Additionally, more work is needed to assure the scoring for opioids is consistent with nonopioids. Robinson-Papp et al. [25] did not relate opioid exposure to a MRE so we adapted the approach by using 400 MMEs (57 MMEs) to represent a benchmark for interpretation of scores for opioids. There does not appear to be consensus on the MRE for opioids although the CDC has produced some guidance [27], however, further efforts perhaps involving a Delphi panel are needed.

4.1. Implications for Future Research

Based on the findings from this study, we recommend that future research into pain management from a patient perspective includes a measure of treatment burden. Individuals in this study were using up to 31 different strategies (average 12.6) to manage their pain, which represents a substantial treatment burden. Indeed the large number of strategies used by the higher exposure group may be reflected in the higher ratings for pain interference and with the reduced satisfaction with their pain management.

More studies are needed on self-reported pain management strategies. Studies using clinical data (e.g., chart reviews) are limited in that nonpharmacological strategies are not likely to be identified. Also, this study did not provide information on pain management strategies used by the general population; this was a group with expertise in pain management that may have resulted in their using more strategies than the average person. Given that they appeared to be able to reduce their pain on average to tolerable levels using a large number of strategies to manage their pain, further investigation into the use of multiple strategies seems worthwhile.

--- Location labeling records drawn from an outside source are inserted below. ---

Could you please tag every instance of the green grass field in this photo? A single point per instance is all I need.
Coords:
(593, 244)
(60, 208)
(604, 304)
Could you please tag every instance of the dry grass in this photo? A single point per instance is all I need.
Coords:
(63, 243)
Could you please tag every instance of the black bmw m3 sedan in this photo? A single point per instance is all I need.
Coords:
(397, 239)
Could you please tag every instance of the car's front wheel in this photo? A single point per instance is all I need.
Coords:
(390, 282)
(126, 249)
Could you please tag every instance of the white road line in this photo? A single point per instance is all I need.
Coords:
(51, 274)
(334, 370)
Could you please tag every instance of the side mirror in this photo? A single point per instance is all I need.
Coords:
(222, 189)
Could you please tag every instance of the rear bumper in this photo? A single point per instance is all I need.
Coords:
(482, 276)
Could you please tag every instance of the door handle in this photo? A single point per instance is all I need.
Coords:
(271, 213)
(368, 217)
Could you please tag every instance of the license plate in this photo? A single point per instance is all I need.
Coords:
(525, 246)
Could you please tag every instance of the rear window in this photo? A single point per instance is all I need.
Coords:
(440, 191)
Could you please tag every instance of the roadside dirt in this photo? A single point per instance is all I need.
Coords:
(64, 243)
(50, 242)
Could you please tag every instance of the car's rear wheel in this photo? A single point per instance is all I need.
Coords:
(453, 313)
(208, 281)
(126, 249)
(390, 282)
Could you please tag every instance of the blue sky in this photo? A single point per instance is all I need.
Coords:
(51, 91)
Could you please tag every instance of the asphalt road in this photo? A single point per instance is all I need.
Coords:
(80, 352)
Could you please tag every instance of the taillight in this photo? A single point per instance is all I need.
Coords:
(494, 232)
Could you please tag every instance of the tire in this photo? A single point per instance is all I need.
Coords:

A third area for additional research is related to the development of an Xm2 tool that could be used by the general population. A website or an “app” that assists patients with reviewing their pain management strategies should be useful. For example, an individual could identify that they are not using nonpharmacological strategies such as exercise, psychological strategies, or even simple self-initiated strategies such as changing position and could add them to their pain management plan. Further, it may increase individuals’ ability to understand that they need to use management strategies at a specific level to benefit from them that may increase adherence.

4.2. Limitations

There were several limitations to this study. The sample size was relatively small and not representative of the general population. The sample also consisted of licensed pharmacists; individuals with more extreme pain may no longer be working or licensed, thus truncating our findings. However, for testing a new tool, it was beneficial to have a sample with expertise as individuals needed to provide the exposure information via an online questionnaire that would be difficult for the general population. Use of a questionnaire also introduces the likelihood of response bias and is limited by subjects’ inability to recall accurately.

4.3. Conclusion

Initial testing of the Xm2 tool indicates that Xm2 scores represent a valid estimate of total exposure to multimodal strategies and that they can provide clinically relevant information to inform decisions concerning which strategies to use at what level for managing chronic pain.

Data Availability

The survey data used to support the findings of this study are available from the corresponding author upon request.

Conflicts of Interest

The authors declare that they have no conflicts of interest to disclose.